Read an Excerpt
Foreword
We've all got bridesmaid horror stories: The dress with ruffles that added ten pounds, the $300 silk sheath in hot pink, the plunging back (perfect for winter months and pale, less-than-perfect skin), and everyone's favorite, the southern belle theme. While most of the dresses wind up hanging in the far reaches of crowded closets or bunched in old suitcases, I heard about one woman who actually dug a hole in her backyard and buried her burnt orange number. Another, who endured pink polyester during the summer, cut her dress into squares and used them to polish her car. We relate the tales with glee: Being a part of the inner circle at a close friend's wedding can be fun, but as part of postwedding etiquette we must mock the dresses.
Someplace between laughing at them and conducting burials come the ideas in this book. Ridiculous and not very practical, these suggestions are an antidote for situations like Cathy's, the woman who was made to wear the above-mentioned orange dress during a bridesmaid's worst nightmare: the Christmas wedding of a distant friend, featuring nine attendants in various hues of the rainbow and dresses with three ruffles across the bottom of each. To make matters worse, she was the only one not tanned from the California sun.
It's clear why Cathy had to put this dress five feet under. Still, you can get pretty silly trying to imagine just what else she might have done with it. For the last few months, in fact, it's all I've thought about. On the hacks Of envelopes, on napkins, in the margins of magazines, I've been collecting ideas. "Don't bury those dresses!" I cried out in encouragement to myself,muttering, "Martha Stewart, eat your heart out," as the list grew longer and longer, wackier and wilder. I felt certain that Martha would approve of the yellow silk bedroom slippers and lime-green cocktail napkins. 101 Uses was on its way.

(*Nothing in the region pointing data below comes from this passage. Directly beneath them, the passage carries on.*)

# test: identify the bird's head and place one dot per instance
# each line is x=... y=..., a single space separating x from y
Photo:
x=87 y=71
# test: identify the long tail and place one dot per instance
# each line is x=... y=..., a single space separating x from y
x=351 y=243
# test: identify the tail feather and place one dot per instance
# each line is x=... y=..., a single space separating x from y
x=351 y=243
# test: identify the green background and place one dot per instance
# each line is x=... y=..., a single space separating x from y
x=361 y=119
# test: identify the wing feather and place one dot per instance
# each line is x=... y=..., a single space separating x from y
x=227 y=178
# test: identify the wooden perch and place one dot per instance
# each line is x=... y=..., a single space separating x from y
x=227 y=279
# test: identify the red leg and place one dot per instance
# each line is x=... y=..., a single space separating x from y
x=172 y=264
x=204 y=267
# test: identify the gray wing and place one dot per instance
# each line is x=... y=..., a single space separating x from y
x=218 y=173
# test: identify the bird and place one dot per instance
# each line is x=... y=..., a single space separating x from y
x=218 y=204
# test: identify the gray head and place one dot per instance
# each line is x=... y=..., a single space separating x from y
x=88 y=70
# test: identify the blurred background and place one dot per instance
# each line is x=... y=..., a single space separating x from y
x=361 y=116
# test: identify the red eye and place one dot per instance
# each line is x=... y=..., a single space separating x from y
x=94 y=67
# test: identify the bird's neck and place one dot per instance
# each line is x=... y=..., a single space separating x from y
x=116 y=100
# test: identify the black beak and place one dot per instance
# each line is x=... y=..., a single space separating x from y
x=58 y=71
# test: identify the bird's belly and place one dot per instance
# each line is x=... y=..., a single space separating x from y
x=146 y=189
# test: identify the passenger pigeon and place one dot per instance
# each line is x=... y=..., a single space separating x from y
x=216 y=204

I hope it brings you as much pleasure as every bride feels when she's surrounded by her friends in pink tulle. I couldn't help but giggle when I came across an old bridesmaid dress in my closet recently and, with this book in mind, got out the scissors. The top of the dress became a festive halter, and the bottom . . . a pretty blanket for my stallion, Handsome. I'll wear the halter just for laughs as he and I ride the hills of my family's Virginia farm. After all, I've got plenty more to play with.